Acompanho as campanhas eleitorais desde que tenho memória. Primeiro, sem qualquer noção do que estava em causa, apenas encantado pelas bandeiras, cartazes, autocolantes e palavras de ordem. Depois, de forma gradualmente consciente, seguindo atentamente os debates, discutindo as propostas dos partidos e o desempenho dos candidatos. O jogo político, o debate de ideias e propostas, e a luta democrática pelo poder, que têm nas campanhas eleitorais um palco privilegiado, costumam ser fascinantes.
Ou muito me engano, ou a próxima campanha será a exceção que confirma a regra. Não me lembro de um período pré eleitoral mais cinzento, com lideres tão pouco entusiasmantes e, sobretudo, tão espartilhados pelo tacticismo. Era muito novo, mas lembro-me bem das vitórias da AD em 1979 e 1980. Os líderes da coligação tinham conteúdo, coragem, e objetivos claros: tornar Portugal uma democracia civilista sem condicionantes, fossem elas ideológicas ou a tutela militar. Á esquerda, Mário Soares e Álvaro Cunhal eram figuras igualmente respeitadas pela sua craveira intelectual, coerência e coragem. Até Ramalho Eanes e Cavaco Silva, personalidades com pouca propensão mediática, tinham carisma exatamente por isso. A sua rigidez era natural e não faziam questão de a disfarçar.
Claro que qualquer político tem direito, até o dever, a querer melhorar a forma como comunica. Aliás, uma comunicação eficaz é fundamental para passar uma mensagem sólida. Em 1980, a mensagem da AD nas presidenciais foi tão forte e simples quanto isto: “um governo, uma maioria, um presidente”. Mais tarde, o slogan “Soares é fixe”, das inesquecíveis presidenciais de 1985/86, colou-se como uma segunda pele à figura de Mário Soares. Estas figuras beneficiaram de estratégias de comunicação eficazes, mas nenhuma aceitaria despersonalizar-se para agradar ao eleitorado.

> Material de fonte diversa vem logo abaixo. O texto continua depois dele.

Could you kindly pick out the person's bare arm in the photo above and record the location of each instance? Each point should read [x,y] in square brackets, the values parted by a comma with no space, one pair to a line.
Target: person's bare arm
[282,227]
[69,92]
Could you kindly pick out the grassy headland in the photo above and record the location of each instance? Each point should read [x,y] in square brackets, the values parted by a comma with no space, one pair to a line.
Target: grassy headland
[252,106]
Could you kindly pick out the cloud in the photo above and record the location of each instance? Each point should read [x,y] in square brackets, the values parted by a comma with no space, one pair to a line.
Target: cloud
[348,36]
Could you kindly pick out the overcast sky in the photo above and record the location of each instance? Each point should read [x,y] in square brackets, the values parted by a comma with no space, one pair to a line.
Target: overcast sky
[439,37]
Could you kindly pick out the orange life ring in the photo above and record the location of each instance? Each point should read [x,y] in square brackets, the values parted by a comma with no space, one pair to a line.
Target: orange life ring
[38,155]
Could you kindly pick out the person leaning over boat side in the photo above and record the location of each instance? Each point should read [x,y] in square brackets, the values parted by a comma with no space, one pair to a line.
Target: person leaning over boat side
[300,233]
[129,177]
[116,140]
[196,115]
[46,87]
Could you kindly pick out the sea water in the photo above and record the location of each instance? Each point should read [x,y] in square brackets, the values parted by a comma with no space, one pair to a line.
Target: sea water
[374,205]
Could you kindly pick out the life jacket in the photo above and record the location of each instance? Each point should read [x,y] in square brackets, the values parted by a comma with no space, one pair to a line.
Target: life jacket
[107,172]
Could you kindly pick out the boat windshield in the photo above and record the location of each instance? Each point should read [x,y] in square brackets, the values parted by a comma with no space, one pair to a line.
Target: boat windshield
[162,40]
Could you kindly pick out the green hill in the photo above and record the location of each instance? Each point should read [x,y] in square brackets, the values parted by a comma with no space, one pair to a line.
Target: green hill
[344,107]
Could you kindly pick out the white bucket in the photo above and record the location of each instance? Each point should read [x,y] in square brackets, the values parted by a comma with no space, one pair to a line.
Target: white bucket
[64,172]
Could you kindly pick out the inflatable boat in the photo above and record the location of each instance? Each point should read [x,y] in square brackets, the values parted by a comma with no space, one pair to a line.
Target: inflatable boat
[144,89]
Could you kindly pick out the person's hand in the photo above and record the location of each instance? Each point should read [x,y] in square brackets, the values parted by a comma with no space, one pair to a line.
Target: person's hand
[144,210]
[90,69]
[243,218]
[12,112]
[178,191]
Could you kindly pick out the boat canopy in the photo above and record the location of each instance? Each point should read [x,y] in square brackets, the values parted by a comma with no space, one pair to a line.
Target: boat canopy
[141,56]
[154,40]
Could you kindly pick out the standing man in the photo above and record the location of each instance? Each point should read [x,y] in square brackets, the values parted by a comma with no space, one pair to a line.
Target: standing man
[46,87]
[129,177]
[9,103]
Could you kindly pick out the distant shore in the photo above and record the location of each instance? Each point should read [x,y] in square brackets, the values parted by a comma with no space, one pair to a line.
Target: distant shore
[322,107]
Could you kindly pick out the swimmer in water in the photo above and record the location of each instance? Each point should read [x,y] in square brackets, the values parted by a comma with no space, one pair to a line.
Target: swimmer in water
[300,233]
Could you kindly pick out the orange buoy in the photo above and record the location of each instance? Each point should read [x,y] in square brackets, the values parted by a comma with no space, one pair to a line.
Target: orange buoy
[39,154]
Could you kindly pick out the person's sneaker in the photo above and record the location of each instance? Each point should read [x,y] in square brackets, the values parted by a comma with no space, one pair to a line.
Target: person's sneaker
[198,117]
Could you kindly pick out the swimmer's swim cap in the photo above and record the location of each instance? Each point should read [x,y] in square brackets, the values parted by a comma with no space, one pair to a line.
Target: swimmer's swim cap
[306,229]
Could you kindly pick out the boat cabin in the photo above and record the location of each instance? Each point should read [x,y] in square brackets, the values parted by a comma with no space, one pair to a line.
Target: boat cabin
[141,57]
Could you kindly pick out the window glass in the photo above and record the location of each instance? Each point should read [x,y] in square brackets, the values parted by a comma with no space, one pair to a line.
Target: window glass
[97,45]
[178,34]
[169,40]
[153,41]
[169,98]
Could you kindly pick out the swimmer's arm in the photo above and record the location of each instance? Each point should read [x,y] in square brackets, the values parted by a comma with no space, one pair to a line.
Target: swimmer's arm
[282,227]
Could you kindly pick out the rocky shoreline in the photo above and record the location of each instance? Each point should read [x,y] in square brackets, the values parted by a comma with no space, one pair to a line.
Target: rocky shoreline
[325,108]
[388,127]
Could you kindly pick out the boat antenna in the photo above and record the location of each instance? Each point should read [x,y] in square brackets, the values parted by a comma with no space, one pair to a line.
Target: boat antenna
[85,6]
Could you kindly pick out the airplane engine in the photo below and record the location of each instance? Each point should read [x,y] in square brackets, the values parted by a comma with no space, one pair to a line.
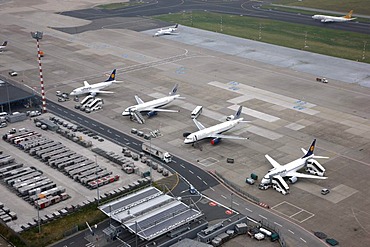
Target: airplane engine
[229,118]
[185,134]
[152,113]
[215,141]
[293,180]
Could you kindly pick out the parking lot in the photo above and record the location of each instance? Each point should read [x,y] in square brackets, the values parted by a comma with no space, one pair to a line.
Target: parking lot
[66,180]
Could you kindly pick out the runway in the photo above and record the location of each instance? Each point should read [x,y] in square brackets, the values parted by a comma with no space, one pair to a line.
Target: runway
[236,7]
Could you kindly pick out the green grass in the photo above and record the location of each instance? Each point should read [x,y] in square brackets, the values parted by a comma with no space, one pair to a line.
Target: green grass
[359,6]
[348,45]
[53,231]
[112,6]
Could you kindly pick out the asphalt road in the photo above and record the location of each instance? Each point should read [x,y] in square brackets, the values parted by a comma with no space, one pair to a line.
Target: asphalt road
[201,180]
[237,7]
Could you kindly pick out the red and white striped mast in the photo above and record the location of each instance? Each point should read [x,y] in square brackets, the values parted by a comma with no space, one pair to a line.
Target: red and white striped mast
[38,35]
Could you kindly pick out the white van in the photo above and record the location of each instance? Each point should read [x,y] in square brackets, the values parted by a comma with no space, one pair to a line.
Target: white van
[197,111]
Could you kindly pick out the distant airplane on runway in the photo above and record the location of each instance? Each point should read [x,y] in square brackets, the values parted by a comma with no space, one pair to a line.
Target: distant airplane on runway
[2,47]
[94,89]
[215,131]
[152,107]
[167,31]
[328,18]
[275,175]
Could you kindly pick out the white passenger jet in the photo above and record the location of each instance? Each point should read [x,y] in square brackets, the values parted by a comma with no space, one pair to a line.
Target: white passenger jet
[94,89]
[167,31]
[2,47]
[152,107]
[328,18]
[215,131]
[290,169]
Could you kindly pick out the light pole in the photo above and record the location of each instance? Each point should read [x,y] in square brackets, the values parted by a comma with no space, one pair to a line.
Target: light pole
[7,94]
[231,200]
[150,158]
[38,35]
[96,178]
[38,209]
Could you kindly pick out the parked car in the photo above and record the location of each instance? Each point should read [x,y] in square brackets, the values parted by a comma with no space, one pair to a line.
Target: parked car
[325,191]
[13,73]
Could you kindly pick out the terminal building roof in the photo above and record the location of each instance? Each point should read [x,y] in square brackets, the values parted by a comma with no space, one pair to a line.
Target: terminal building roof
[149,213]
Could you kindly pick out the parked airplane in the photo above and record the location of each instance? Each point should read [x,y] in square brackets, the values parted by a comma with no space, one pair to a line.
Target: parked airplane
[152,107]
[2,47]
[167,31]
[94,89]
[215,131]
[290,169]
[328,18]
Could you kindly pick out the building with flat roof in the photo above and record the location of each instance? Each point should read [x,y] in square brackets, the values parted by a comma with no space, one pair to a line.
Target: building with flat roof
[149,213]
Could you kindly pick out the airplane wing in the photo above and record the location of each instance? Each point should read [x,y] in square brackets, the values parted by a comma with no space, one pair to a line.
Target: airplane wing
[301,175]
[228,137]
[198,124]
[99,91]
[138,100]
[272,161]
[327,20]
[314,156]
[162,110]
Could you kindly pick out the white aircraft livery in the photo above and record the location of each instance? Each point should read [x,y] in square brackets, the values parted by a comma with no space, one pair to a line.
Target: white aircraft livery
[215,131]
[2,47]
[151,107]
[167,31]
[278,172]
[94,89]
[328,18]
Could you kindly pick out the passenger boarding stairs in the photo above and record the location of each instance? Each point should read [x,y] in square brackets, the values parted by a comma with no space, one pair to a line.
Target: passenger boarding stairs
[279,184]
[139,118]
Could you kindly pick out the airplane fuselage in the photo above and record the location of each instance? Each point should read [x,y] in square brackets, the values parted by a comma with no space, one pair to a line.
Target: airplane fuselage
[91,88]
[284,170]
[150,105]
[165,31]
[328,18]
[208,132]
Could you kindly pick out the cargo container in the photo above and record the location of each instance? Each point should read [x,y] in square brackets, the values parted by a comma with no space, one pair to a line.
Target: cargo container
[16,117]
[156,152]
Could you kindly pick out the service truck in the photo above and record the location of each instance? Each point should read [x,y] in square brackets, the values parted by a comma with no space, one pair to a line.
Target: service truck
[157,152]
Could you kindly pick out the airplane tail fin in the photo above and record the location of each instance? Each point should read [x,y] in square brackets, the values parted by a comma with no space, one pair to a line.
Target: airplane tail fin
[112,76]
[174,90]
[238,112]
[349,15]
[310,150]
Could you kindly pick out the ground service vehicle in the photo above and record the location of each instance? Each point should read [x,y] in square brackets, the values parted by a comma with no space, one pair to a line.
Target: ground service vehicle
[157,152]
[197,111]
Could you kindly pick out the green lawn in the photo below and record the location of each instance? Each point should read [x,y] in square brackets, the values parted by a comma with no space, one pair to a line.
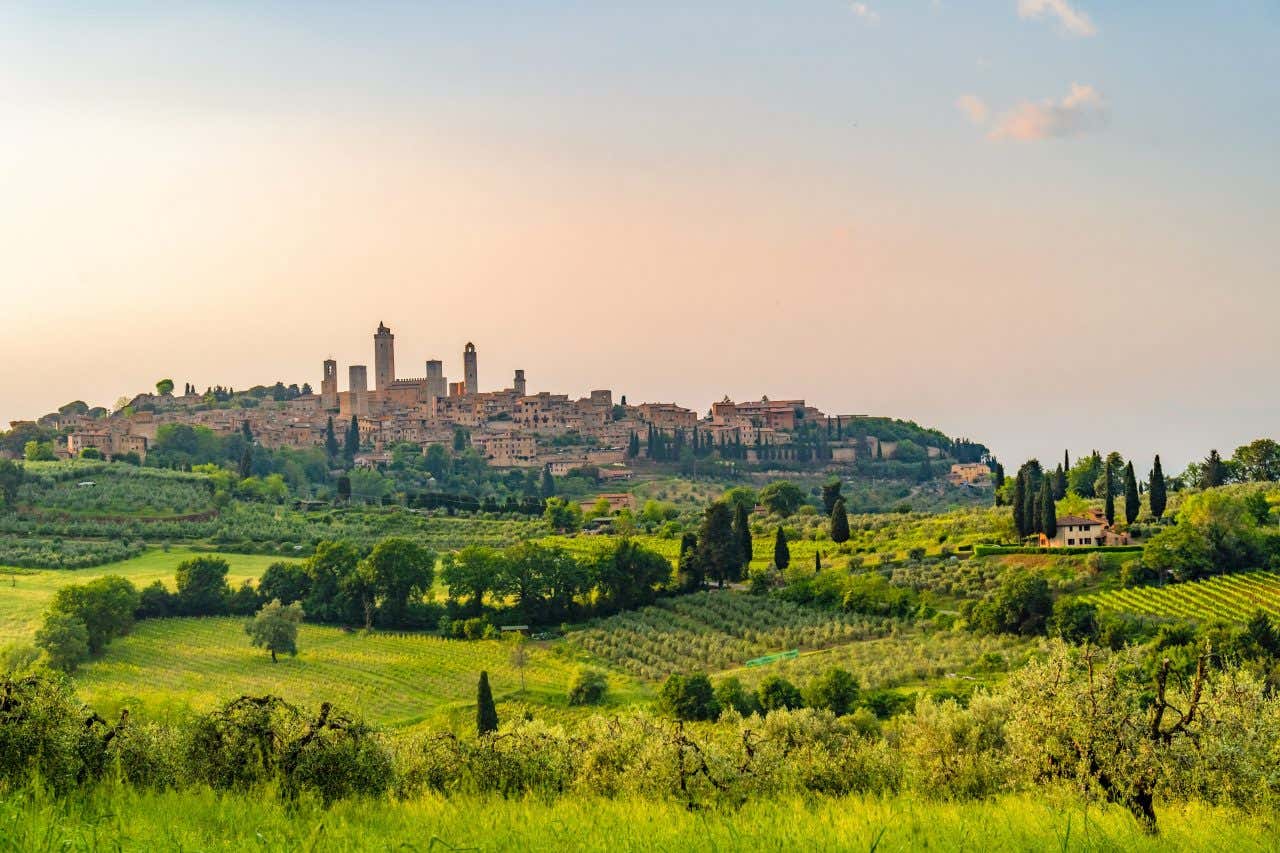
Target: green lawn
[391,679]
[24,596]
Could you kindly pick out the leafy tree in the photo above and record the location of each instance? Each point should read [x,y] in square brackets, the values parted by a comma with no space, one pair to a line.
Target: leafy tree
[284,582]
[1132,502]
[833,690]
[777,693]
[10,480]
[839,523]
[781,552]
[782,497]
[689,697]
[64,641]
[105,606]
[398,569]
[275,628]
[202,588]
[589,687]
[487,712]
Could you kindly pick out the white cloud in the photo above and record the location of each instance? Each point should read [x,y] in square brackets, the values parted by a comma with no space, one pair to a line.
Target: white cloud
[1082,110]
[865,13]
[1074,21]
[973,106]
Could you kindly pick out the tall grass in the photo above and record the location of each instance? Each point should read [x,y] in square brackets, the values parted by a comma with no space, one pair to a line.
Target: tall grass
[200,820]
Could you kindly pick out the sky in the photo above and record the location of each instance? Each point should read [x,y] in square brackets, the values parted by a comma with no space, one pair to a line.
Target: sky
[1042,224]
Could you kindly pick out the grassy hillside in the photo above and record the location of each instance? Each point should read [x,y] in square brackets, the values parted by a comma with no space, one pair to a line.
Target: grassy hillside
[202,820]
[393,679]
[24,593]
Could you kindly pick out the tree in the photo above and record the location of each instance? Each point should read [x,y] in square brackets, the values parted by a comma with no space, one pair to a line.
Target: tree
[1157,493]
[830,495]
[105,606]
[202,588]
[833,690]
[781,552]
[487,712]
[782,497]
[777,693]
[275,628]
[1048,510]
[589,687]
[743,534]
[10,480]
[1132,502]
[397,569]
[839,523]
[64,641]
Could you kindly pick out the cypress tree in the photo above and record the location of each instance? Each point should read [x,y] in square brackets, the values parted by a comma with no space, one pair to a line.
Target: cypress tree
[781,552]
[487,714]
[330,442]
[1159,497]
[1109,496]
[839,523]
[1048,510]
[1132,502]
[743,534]
[1020,503]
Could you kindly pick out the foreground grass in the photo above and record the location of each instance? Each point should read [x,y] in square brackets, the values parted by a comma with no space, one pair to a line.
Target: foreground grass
[131,820]
[392,679]
[24,596]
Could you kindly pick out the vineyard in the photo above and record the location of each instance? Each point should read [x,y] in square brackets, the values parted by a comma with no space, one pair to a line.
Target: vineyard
[714,630]
[1229,597]
[393,679]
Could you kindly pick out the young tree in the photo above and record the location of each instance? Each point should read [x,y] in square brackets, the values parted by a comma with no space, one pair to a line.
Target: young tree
[487,712]
[1132,502]
[781,552]
[839,523]
[64,641]
[1157,493]
[275,628]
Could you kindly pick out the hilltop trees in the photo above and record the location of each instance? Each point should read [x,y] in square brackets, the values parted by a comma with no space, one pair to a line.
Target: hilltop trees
[275,628]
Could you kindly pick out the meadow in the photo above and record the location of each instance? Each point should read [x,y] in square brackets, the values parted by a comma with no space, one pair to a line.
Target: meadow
[173,665]
[124,819]
[24,593]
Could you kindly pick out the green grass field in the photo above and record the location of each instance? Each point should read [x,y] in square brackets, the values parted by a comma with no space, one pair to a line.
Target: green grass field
[24,596]
[392,679]
[135,820]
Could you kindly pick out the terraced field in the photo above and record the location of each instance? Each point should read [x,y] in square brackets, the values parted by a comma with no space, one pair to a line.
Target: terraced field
[714,630]
[393,679]
[1229,597]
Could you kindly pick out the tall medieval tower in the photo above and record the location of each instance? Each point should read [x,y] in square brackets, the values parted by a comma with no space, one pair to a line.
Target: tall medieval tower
[329,386]
[384,357]
[469,369]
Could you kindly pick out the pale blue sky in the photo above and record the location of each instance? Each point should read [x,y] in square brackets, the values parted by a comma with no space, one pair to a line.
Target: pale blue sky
[672,201]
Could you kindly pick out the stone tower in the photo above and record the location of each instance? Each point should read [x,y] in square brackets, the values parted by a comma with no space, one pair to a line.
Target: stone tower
[357,381]
[329,386]
[384,357]
[469,369]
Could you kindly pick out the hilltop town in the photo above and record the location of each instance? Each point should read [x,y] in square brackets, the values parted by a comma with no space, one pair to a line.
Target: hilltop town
[510,428]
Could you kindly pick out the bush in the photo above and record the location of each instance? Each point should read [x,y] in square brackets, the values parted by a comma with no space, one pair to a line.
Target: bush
[589,687]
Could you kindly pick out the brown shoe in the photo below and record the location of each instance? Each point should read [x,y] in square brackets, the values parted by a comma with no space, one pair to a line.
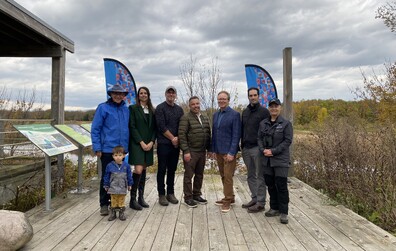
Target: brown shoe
[172,199]
[220,202]
[249,204]
[163,201]
[256,208]
[225,207]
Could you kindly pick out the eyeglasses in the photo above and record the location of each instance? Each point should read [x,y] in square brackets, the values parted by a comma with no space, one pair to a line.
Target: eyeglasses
[118,94]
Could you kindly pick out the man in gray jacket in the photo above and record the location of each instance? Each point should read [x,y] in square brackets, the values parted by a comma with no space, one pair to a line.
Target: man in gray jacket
[194,139]
[251,118]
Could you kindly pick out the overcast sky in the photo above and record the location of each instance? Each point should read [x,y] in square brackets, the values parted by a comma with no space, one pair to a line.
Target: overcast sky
[332,42]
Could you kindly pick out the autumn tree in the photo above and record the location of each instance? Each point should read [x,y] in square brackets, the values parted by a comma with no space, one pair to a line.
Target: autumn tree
[388,14]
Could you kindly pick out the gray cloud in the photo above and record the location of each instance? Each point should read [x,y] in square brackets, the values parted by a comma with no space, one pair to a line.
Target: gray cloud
[331,40]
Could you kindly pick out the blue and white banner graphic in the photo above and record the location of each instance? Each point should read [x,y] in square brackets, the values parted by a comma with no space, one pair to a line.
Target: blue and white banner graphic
[117,73]
[261,79]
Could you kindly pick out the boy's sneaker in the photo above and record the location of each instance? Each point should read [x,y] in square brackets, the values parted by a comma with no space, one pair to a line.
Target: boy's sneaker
[191,203]
[225,207]
[172,199]
[256,208]
[284,219]
[163,201]
[272,213]
[220,202]
[200,200]
[104,210]
[249,204]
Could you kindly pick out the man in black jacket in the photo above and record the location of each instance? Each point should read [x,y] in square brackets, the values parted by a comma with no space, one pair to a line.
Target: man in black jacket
[251,118]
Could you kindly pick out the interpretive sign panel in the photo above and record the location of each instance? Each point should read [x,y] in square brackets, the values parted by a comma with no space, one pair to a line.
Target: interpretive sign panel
[87,127]
[47,138]
[76,133]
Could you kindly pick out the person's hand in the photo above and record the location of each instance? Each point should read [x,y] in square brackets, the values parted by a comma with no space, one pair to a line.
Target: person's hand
[143,145]
[268,153]
[150,145]
[187,157]
[228,158]
[175,141]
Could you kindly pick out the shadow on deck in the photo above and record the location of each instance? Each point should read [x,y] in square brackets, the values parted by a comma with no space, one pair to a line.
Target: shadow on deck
[314,224]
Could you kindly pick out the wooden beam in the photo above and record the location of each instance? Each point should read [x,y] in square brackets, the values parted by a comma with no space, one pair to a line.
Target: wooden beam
[23,16]
[287,84]
[58,89]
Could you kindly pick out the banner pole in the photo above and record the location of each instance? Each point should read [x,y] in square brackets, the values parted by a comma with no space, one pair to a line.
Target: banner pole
[80,169]
[47,183]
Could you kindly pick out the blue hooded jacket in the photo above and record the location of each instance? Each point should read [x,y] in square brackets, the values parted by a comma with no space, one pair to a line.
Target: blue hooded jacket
[110,127]
[117,178]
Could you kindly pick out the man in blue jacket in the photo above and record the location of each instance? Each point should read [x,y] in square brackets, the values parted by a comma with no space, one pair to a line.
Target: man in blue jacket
[109,129]
[226,132]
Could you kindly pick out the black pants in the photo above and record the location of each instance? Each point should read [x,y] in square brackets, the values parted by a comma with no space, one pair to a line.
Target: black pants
[279,193]
[104,198]
[168,157]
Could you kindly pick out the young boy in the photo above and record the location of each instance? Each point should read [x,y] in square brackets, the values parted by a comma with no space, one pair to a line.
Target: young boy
[117,179]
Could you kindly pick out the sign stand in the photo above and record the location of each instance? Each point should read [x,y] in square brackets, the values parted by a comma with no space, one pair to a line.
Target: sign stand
[80,169]
[47,183]
[52,143]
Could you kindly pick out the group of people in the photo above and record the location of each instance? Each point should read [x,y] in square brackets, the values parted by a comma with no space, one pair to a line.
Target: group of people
[264,136]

O contraste com o presente é gritante. Em 1985, Mário Soares, que partiu para as presidenciais como menos de 10% das intenções de voto, afirmou com clareza e sem hesitações que era republicano, laico e socialista. Hoje, Pedro Nuno Santos tem a desfaçatez de procurar descolar-se da herança de um governo em que foi um dos ministros mais salientes e aparentar uma moderação que não será convicta. Em 1979, a AD foi apresentada numa conferência de imprensa com os três lideres sentados lado a lado, em sintonia. Agora, a “nova” AD foi anunciada em dezembro por um comunicado seco, e apresentada num evento mediático que, por coincidência, calhou no dia do congresso do PS. Talvez a escolha da data tenha já saído da cabeça, imagino que brilhante, de Sérgio Guerra, o brasileiro especialista em marketing político contratado para fazer desta AD um produto vencedor.
Contudo, as coisas não arrancaram bem, a começar pela escolha do nome da coligação, opção no mínimo arriscada, pois torna inevitável a comparação com a AD de 1979. Tal apenas prejudica a atual e, pior, obrigou a acomodar este PPM, que é uma ofensa a Gonçalo Ribeiro Telles. Na apresentação da coligação foi notória a ausência de um propósito motivador e a falta de empatia e sintonia entre os líderes. O embaraço de Luís Montenegro e Nuno Melo com a presença de Gonçalo da Câmara Pereira foi aliás indisfarçável, o que é compreensível.
As eleições de março de 2024 serão das mais importantes da nossa democracia. Num cenário de crescimento dos radicalismos e ameaça de instabilidade governativa, exige-se aos lideres políticos ainda mais autenticidade e menos tacticismo. O marketing político serve para comunicar convicções, não para sobrepor-se a estas. A força das grandes figuras políticas deve estar na sua autenticidade. Á atenção dos candidatos a primeiro-ministro.